The reference case for best practice here is actually the big Linux distros. Red Hat and Canonical and Debian have a long, long track record of shipping secure software. And they did it not on the back of extensive in-house auditing but by relying on the broader community to pre-validate a list of valuable/useful/secure/recommended software which they can then "package".

MS's flaw here, which is shared by NPM and PyPI et. al., is that they want to be a package repository without embracing that kind of upstream community validation. Software authors can walk right in and start distributing junk even though no one's ever heard of them. That has to stop. We need to get back to "we only distribute stuff other people are already using".
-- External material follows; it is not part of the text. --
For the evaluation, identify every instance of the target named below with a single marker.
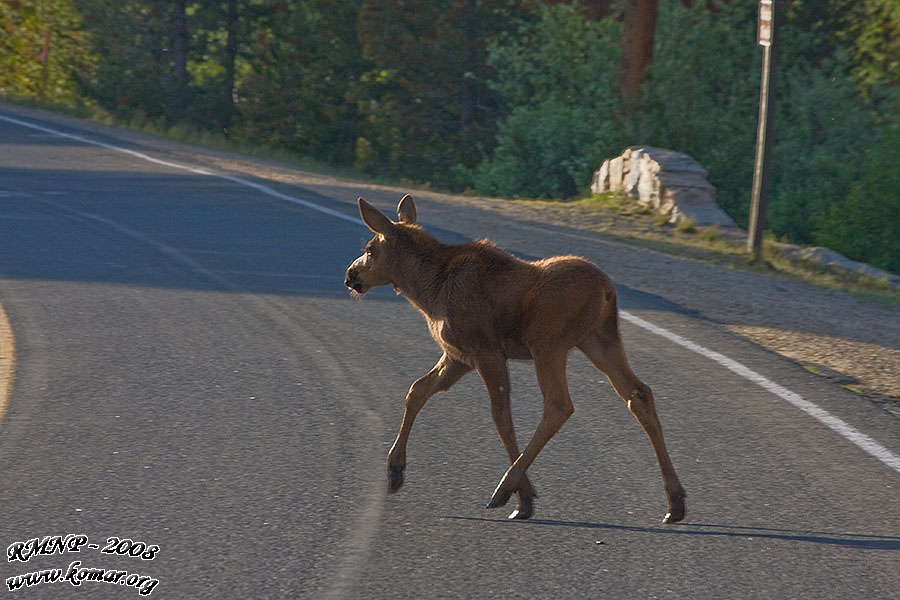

I think you missed the part where I’m asking why the extensions aren’t sandboxed whereas they do invest into sandboxing when it comes to renting out their own machines in the cloud. Even browsers try to do sandboxing of extensions. It’s a jarring disconnect and VSCode is well beyond the prototype stage at mass adoption - the lack of sandboxing is confusing and worrying.
> you’re running arbitrary third party code on client machines without any form of sandboxing. This is a level of security you would not deploy into Azure, so why is “run arbitrary 3p code on someone else’s machine” appropriate for VSCode?

More and more, I am starting to think I need to run my development environment (for both work and personal projects) in a VM.

I am on MacOS, so UTM or Parallels would work pretty well I think. Sadly, I think my work explicitly forbids us from running VMs or accessing our services from them.

VSCode in cloud would be great, GitHub tried something similar with GitHub.dev , I haven’t tried it in a while but it didn’t feel quite ready at the time, maybe things have changed
Try https://vscode.dev

You can append a Github repo to the URL to open it: https://vscode.dev/https://github.com/facebook/react

Lmao why should they have to spend money auditing random 3rd party extensions that you choose to install? VSC is free, we're not paying for it.
> Help me square this circle

Sure. As a general rule, you get what you pay for.